Gene Therapy: Current Treatment Options and Likely Near-Term Developments

By Mark T. Edwards
2014, Vol. 6 No. 09 | pg. 2/2 |

Non-Viral Systems

It is against the backdrop of these safety concerns that non-viral vectors have been developed. Non-viral methods have several potential advantages over viral methods including risk free repeat administration (Lam & Dean, 2010), relative ease of large scale production and low host immunogenicity (Al-Dosari & Gao, 2009). Historically low levels of transfection and expression, caused by inability to breach cellular barriers and access the host DNA, have held non-viral vectors back (Atkinson & Chalmers, 2010) and as Lam and Dean (2010) point out; viral vectors have had millennia to evolve efficient methods of infecting hosts with their DNA, non-viral methods have not. The issue is that the gene of interest must get past the membrane of the nucleus and into the host chromatin without being damaged, in order to be expressed; this is now achievable in a number of ways.

Table 2. Some of the major types of viral vector used in gene therapy with DNA incorporation type and summary of main advantages and disadvantages.

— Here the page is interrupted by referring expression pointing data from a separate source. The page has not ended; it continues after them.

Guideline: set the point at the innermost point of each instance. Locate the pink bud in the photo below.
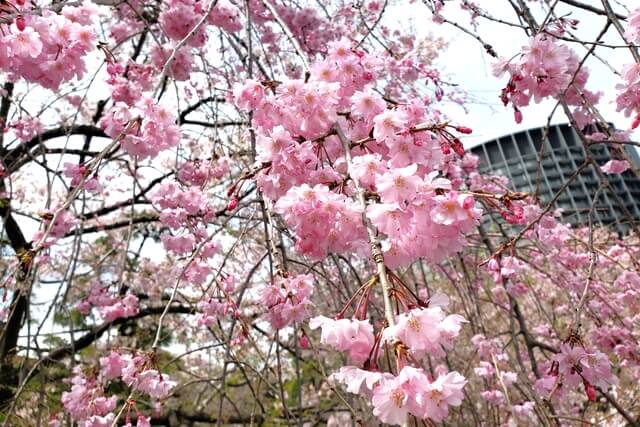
(468, 202)
(518, 116)
(233, 203)
(458, 147)
(20, 24)
(304, 342)
(590, 390)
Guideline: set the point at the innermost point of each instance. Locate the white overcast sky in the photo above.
(466, 63)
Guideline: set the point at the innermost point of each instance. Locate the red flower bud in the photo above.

Data from (Mountain, 2000; Kay et al., 2001; Thomas et al., 2003).

Table 2

The simplest method of non-viral transfection uses naked DNA and this was first demonstrated in vivo when Wolff et al. (1990) injected protein expression vectors directly into murine models, although the effects of this were fairly long lasting they were only very local. There are a number of other non-viral methods of delivering naked DNA each of which has advantages and disadvantages (Table 3).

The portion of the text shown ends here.